Expression of democratic interest
Only by forcing the public sector to become as vicious and unaccountable as the private sector could the dangerous example of collective caring be negated.
Regardless of NZ First’s decision, this is a day for celebration. The 2017 general election has delivered us a government which has been shaped by the will of the New Zealand people – in exact accordance with our democratic principles. The tragedies and injustices that impelled our electoral judgment have carved out for themselves a substantial and urgent claim upon the new ministry’s programme. The priorities of government have changed, for the very simple reason that we have changed them. Any politician who believes it possible to simply pick up where he or she left off before the voting started is in for a rude awakening.
Not that our elected representatives need to be told this. Those who live and die by the democratic sword require no lessons in the keenness of its blade. Of much more concern to us should be the people in our community who wield delegated authority. Those employees of central and local government whose daily decisions influence people’s lives so dramatically. The class of persons who used to be called ‘‘public servants’’, but who are, increasingly, taking on the appearance of our masters.
It’s a process which has been under way for the best part of 30 years – set in motion, as you would expect, by the radical ‘‘reforms’’ of the Rogernomics era. The idea of public service was, of course, anathema to the devotees of the so-called ‘‘free’’ market. The ideas of the latter made sense only if human beings were driven entirely by self-interest. That thousands of people willingly, and for only modest financial reward, were daily devoting themselves to the welfare of their fellow citizens, flatly contradicted the free-market ideology of the ‘‘reformers’’.
That these free-marketeers seized upon the ‘‘public choice’’ theories of American economist James Buchanan is unsurprising. A Nobel laureate, Buchanan was feted by the Right for his ‘‘insights’’ into the behaviour of public institutions. These he characterised as classically self-interested entities, whose actions, more often than not, turned out to be economically and politically suboptimal.
It was only after Buchanan’s death that researchers uncovered his lifelong links to the most extreme antidemocratic elements of the American Right. Buchanan’s concern, like that of his wealthy backers, was that the stark contrast between private selfishness and public altruism would, in the long term, prove politically unsustainable. Only by forcing the public sector to become as vicious and unaccountable as the private sector could the dangerous example of collective caring be negated.

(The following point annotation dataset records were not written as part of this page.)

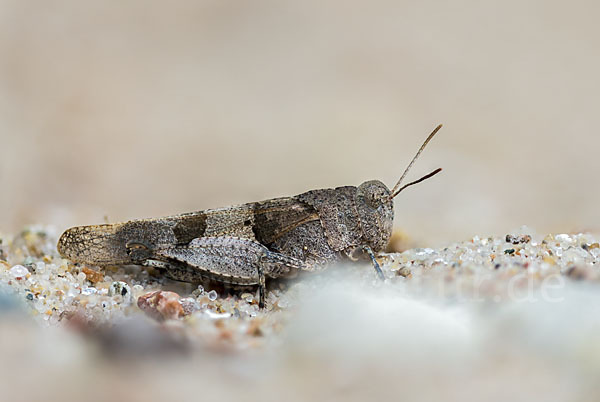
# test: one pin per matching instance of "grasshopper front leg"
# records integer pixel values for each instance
(227, 259)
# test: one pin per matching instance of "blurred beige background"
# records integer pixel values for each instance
(145, 108)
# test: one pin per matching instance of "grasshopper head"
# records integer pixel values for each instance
(376, 213)
(375, 203)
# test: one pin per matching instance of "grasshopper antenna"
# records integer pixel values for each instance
(396, 190)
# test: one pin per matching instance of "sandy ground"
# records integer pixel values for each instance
(491, 318)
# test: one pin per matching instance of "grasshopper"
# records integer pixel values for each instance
(245, 244)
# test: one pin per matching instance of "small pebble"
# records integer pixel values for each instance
(161, 305)
(212, 295)
(19, 272)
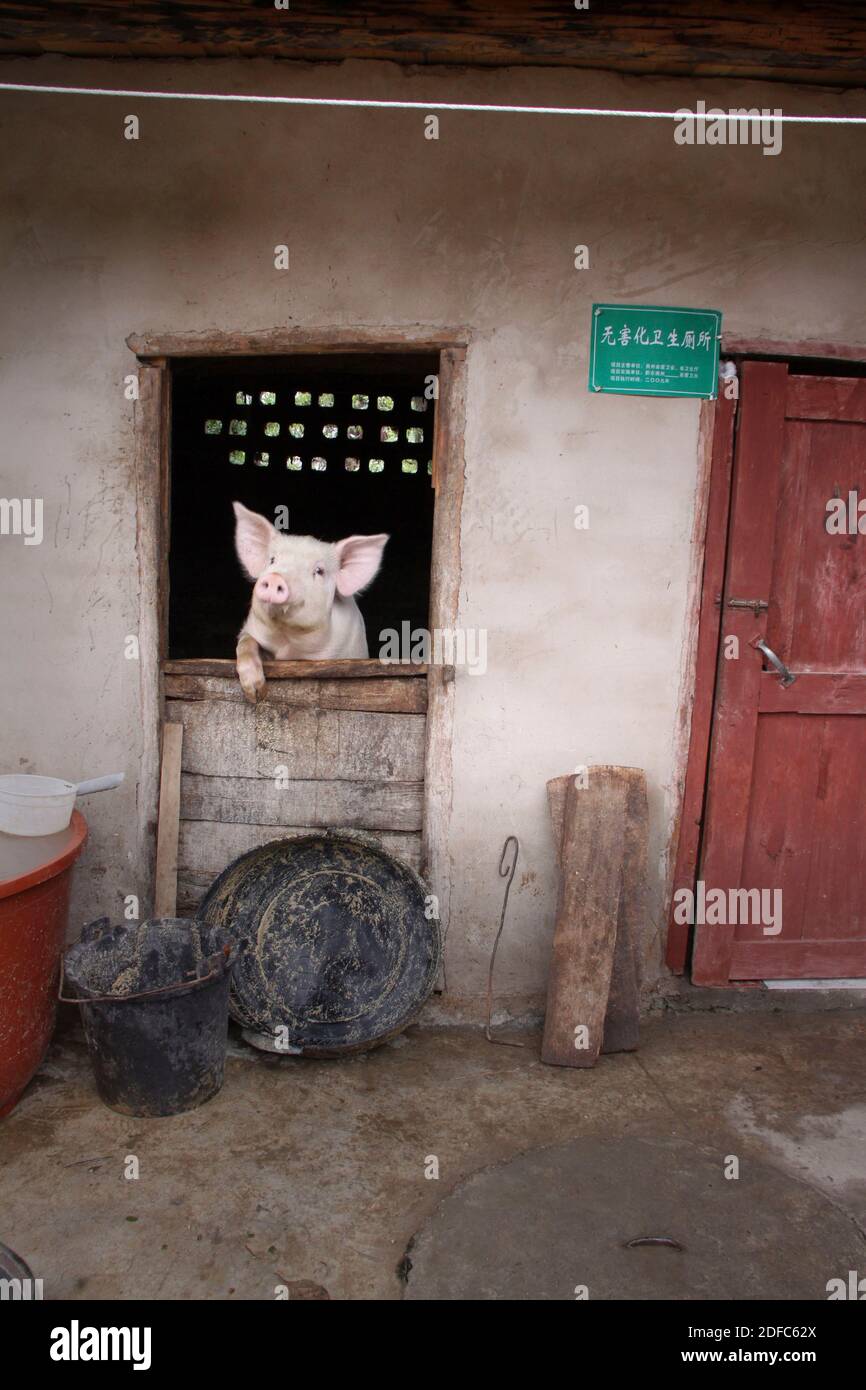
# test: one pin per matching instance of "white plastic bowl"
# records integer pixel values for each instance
(32, 805)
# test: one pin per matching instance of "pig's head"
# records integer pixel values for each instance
(295, 577)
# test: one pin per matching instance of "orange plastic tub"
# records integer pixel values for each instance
(35, 880)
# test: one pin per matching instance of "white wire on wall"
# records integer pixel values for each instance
(430, 106)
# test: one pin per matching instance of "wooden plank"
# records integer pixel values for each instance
(827, 398)
(709, 623)
(824, 959)
(275, 342)
(166, 891)
(206, 848)
(398, 697)
(230, 740)
(622, 1015)
(587, 913)
(257, 801)
(444, 605)
(813, 692)
(150, 414)
(370, 669)
(744, 39)
(341, 744)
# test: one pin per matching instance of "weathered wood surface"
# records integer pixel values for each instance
(230, 740)
(257, 801)
(337, 754)
(594, 858)
(398, 697)
(622, 1015)
(741, 39)
(367, 669)
(206, 847)
(166, 888)
(698, 695)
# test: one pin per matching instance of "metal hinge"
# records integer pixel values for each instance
(756, 605)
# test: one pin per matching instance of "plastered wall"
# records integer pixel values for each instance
(175, 232)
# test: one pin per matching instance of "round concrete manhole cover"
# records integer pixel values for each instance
(558, 1221)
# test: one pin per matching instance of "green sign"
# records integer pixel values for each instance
(647, 350)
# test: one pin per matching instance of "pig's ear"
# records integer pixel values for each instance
(253, 537)
(359, 560)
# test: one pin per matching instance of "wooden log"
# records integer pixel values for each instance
(623, 1016)
(367, 669)
(166, 891)
(590, 823)
(389, 697)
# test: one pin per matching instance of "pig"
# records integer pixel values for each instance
(303, 606)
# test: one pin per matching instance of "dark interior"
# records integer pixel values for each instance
(213, 399)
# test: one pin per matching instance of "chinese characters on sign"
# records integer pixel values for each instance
(648, 350)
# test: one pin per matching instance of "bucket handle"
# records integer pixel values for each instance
(143, 994)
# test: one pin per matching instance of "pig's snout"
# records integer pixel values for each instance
(271, 588)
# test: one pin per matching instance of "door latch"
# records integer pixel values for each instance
(756, 605)
(787, 677)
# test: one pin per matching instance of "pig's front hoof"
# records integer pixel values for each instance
(253, 684)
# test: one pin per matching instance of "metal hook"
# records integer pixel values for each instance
(503, 873)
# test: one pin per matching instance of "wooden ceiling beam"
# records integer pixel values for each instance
(799, 41)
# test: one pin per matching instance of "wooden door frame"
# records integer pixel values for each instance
(701, 644)
(152, 499)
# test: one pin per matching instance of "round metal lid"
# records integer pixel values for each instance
(334, 947)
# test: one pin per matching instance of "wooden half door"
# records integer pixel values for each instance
(786, 802)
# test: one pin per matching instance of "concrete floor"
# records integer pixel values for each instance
(312, 1175)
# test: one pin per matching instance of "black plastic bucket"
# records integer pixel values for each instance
(154, 1009)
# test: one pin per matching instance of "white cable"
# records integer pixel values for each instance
(428, 106)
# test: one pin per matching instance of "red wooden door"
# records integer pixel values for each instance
(786, 808)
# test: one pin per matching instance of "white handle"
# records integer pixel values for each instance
(99, 784)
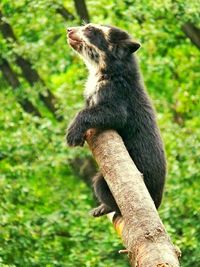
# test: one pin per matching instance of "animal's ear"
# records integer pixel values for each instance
(132, 46)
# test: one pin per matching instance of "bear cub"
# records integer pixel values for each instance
(116, 99)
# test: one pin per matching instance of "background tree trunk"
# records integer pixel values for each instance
(29, 73)
(142, 231)
(12, 79)
(82, 11)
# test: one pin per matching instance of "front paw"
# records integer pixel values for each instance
(75, 137)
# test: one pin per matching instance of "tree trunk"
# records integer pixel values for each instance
(82, 11)
(11, 77)
(29, 73)
(192, 32)
(142, 231)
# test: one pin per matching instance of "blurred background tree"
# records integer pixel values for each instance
(43, 200)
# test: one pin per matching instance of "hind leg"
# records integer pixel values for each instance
(105, 197)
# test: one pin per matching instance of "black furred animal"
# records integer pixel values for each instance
(116, 99)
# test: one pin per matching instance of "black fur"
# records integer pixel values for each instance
(120, 102)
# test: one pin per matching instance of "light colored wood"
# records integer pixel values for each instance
(140, 227)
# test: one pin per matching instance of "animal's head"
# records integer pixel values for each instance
(99, 44)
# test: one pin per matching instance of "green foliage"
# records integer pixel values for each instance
(43, 207)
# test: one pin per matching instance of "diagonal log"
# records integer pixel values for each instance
(140, 227)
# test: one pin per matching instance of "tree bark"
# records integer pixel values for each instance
(140, 227)
(81, 10)
(29, 73)
(12, 79)
(192, 32)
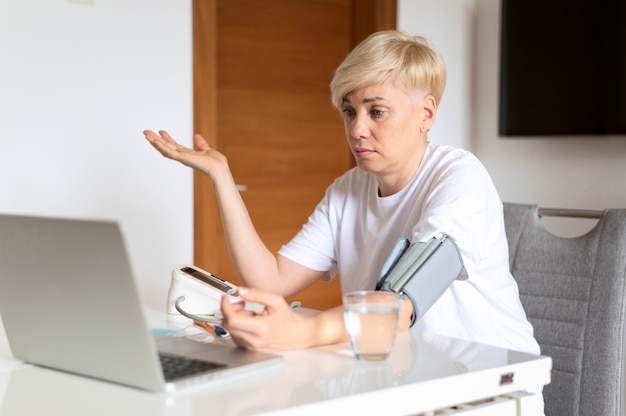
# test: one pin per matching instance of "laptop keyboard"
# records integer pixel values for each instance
(176, 366)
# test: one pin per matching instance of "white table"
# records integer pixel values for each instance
(424, 373)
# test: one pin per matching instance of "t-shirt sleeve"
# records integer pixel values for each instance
(314, 246)
(463, 203)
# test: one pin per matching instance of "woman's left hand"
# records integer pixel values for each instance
(276, 328)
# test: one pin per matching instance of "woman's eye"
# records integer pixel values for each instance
(348, 112)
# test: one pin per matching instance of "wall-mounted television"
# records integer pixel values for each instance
(562, 68)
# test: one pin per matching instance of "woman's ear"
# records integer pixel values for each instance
(429, 110)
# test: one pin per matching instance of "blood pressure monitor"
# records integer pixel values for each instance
(194, 292)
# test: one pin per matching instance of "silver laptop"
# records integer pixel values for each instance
(69, 302)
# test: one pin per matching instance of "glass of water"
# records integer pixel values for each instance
(371, 319)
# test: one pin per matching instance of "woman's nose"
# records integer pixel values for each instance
(358, 128)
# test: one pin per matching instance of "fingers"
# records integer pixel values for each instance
(200, 143)
(163, 142)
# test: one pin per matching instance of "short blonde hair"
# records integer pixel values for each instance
(410, 62)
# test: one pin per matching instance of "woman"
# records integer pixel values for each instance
(387, 90)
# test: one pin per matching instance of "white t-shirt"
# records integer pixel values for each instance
(352, 230)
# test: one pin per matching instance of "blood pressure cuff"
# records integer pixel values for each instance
(421, 271)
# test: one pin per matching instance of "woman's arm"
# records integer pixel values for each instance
(255, 264)
(279, 328)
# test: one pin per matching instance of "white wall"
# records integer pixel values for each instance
(571, 172)
(78, 84)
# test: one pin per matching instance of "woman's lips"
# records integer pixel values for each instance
(361, 152)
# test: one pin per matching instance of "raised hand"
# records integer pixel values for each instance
(202, 158)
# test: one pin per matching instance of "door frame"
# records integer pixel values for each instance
(368, 16)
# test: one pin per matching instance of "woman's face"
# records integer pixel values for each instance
(386, 130)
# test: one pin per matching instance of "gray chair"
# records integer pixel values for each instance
(574, 293)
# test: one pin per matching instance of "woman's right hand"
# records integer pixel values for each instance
(202, 158)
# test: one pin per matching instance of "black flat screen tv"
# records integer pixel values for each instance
(562, 68)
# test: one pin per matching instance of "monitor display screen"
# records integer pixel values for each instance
(562, 68)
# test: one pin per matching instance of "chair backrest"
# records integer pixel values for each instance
(574, 293)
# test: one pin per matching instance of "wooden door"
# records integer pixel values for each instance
(261, 95)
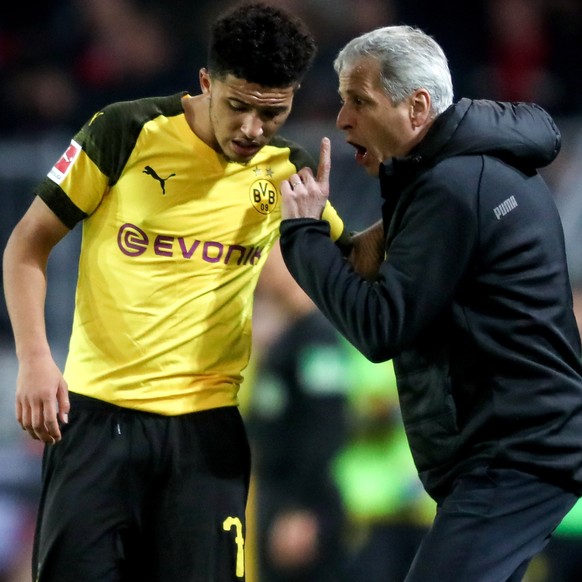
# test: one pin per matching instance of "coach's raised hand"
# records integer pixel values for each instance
(303, 195)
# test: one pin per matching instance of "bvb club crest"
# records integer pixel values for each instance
(264, 196)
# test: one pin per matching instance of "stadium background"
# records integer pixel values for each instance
(60, 60)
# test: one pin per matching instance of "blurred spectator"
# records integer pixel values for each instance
(297, 422)
(388, 511)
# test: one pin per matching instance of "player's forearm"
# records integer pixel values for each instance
(25, 292)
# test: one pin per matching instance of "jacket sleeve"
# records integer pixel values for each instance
(424, 264)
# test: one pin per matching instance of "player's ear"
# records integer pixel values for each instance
(204, 78)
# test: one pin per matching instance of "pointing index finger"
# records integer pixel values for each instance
(324, 167)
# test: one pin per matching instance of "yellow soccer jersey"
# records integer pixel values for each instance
(174, 238)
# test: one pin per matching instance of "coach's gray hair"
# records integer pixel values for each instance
(409, 60)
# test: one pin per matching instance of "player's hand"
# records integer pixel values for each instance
(42, 399)
(303, 195)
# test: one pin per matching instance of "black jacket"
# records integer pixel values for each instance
(473, 300)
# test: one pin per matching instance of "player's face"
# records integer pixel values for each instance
(376, 127)
(245, 116)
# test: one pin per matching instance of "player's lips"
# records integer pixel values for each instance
(245, 149)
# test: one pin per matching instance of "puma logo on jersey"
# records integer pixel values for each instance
(151, 172)
(505, 207)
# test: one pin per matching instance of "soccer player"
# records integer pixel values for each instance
(146, 468)
(472, 301)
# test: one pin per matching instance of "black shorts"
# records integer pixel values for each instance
(132, 496)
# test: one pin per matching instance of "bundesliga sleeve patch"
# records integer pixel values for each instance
(60, 170)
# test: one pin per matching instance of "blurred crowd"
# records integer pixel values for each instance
(61, 60)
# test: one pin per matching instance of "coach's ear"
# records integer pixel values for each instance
(204, 78)
(419, 112)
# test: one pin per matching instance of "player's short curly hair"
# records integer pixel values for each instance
(261, 44)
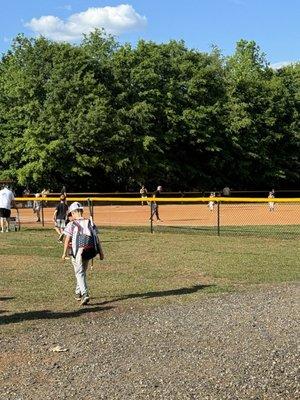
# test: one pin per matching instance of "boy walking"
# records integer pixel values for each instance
(75, 231)
(60, 216)
(7, 200)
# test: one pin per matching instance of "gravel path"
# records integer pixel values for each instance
(234, 346)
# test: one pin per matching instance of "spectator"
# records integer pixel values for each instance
(154, 205)
(271, 203)
(37, 207)
(211, 203)
(7, 200)
(226, 191)
(60, 216)
(143, 193)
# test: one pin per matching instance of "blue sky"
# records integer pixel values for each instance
(273, 24)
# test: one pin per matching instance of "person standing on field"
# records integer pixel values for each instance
(143, 193)
(60, 216)
(211, 203)
(7, 200)
(74, 232)
(271, 203)
(154, 205)
(37, 205)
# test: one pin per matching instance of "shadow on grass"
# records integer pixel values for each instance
(163, 293)
(47, 314)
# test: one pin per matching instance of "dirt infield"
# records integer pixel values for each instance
(182, 215)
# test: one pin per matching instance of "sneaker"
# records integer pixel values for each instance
(85, 300)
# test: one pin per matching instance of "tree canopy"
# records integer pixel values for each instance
(104, 116)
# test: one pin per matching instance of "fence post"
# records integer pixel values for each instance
(42, 207)
(151, 221)
(218, 221)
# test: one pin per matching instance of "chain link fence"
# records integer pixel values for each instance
(209, 215)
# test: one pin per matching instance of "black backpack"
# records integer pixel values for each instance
(89, 243)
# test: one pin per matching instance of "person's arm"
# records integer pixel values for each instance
(66, 246)
(54, 215)
(101, 254)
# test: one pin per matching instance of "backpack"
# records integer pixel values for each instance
(90, 243)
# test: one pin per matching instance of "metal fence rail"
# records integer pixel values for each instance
(217, 215)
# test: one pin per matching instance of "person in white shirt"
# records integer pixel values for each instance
(7, 200)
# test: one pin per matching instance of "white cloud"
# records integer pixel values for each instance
(115, 20)
(281, 64)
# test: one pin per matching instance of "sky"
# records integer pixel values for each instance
(273, 24)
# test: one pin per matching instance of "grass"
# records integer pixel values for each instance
(140, 270)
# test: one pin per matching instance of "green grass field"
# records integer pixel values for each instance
(140, 270)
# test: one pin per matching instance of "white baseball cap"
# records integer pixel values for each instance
(75, 206)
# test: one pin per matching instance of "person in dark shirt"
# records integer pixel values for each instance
(60, 216)
(154, 205)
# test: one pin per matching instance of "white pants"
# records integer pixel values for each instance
(80, 268)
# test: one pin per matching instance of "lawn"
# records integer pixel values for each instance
(140, 270)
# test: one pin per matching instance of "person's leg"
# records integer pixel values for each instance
(7, 218)
(7, 224)
(156, 212)
(80, 268)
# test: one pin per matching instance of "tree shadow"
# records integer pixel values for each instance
(163, 293)
(48, 314)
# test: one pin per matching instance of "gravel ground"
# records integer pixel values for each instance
(234, 346)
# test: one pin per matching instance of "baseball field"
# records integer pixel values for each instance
(218, 312)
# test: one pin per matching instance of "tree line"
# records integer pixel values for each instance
(104, 116)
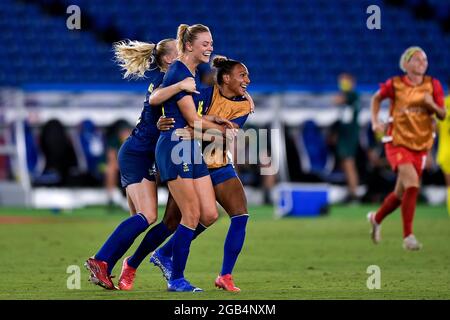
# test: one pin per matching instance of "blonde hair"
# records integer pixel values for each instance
(187, 34)
(136, 57)
(407, 55)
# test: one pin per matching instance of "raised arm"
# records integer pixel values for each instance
(187, 108)
(163, 94)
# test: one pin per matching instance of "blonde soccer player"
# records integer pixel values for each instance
(416, 98)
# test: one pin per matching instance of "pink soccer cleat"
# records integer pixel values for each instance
(99, 273)
(226, 283)
(127, 276)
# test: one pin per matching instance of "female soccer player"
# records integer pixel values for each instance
(181, 163)
(415, 99)
(226, 99)
(443, 156)
(137, 155)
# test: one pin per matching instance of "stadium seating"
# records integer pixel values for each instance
(284, 43)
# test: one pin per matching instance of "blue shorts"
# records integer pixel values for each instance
(135, 165)
(222, 174)
(179, 158)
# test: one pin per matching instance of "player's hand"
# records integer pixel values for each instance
(379, 128)
(188, 85)
(164, 123)
(186, 133)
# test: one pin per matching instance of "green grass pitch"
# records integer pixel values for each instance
(289, 258)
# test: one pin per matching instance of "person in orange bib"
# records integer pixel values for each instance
(415, 100)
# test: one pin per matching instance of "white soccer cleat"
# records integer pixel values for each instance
(375, 232)
(411, 243)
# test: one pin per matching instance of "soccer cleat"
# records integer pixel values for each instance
(226, 283)
(99, 273)
(127, 276)
(181, 285)
(375, 232)
(163, 263)
(411, 243)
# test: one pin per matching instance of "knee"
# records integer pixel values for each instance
(209, 217)
(150, 216)
(171, 222)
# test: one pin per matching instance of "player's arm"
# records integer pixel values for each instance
(435, 103)
(375, 105)
(162, 94)
(434, 108)
(187, 108)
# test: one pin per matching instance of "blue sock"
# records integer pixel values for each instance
(181, 243)
(167, 249)
(234, 242)
(152, 240)
(121, 239)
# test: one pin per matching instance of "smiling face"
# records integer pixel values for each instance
(418, 64)
(172, 53)
(201, 48)
(238, 80)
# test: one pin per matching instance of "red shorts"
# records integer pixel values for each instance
(398, 155)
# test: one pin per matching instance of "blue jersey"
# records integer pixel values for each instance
(146, 134)
(177, 72)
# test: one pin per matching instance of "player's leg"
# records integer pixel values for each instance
(409, 178)
(351, 174)
(162, 257)
(156, 236)
(391, 202)
(185, 194)
(208, 212)
(131, 205)
(231, 196)
(143, 197)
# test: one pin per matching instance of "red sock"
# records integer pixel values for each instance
(390, 203)
(408, 209)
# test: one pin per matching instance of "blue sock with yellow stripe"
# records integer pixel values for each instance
(121, 239)
(152, 240)
(182, 239)
(167, 249)
(234, 242)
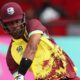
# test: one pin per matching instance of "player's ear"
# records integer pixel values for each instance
(4, 26)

The recent furore about the level of remuneration paid to the upper echelons of New Zealand’s largest local government bureaucracies points to the ‘‘success’’ of the public choice theorist’s reforms. The old local bureaucracies, presided over by executive officers known, quaintly, as ‘‘town clerks’’, exerted minimal pressure upon the public purse. The new bureaucracies, however, modelled as they are upon the ruthless rapaciousness of the private sector, are presided over by CEOs who clearly draw their inspiration from the obscene bonuses paid out to their corporate counterparts. Such unaccountable looting of the public treasury is, of course, music to the freemarketeers’ ears. Collective unaccountability and excess being infinitely preferable to collective responsiveness and restraint, as an example of public sector conduct.
If our new government is serious about wanting to bring public spending under control, it could do a lot worse than to start by reversing the perverse reforms of Buchanan’s ‘‘public choice’’ disciples. After all, if there is one group these free-market theorists hate more than responsible and caring public servants, it is responsive and caring politicians.
It is a measure of the free-marketeers’ success in undermining the credibility of anyone claiming to serve the public good, that merely suggesting a politician might be responsive and caring is enough to invite instant incredulity and derision.
Buchanan and his ilk’s hostility to democracy arises precisely out of its ability to create public institutions capable of responding positively to the expressed interests of ordinary citizens. Democracy also makes it possible for ordinary citizens to redirect economic effort away from purely private purposes and towards more publicly beneficial endeavours. In other words, the expressed will of the people is able to override the ‘‘logic’’ of the market.
‘‘Politics without romance’’ was how Buchanan described the substitution of market forces for democracy’s ‘‘expressive interests’’. If the 2017 election was about anything, it was about turning that around.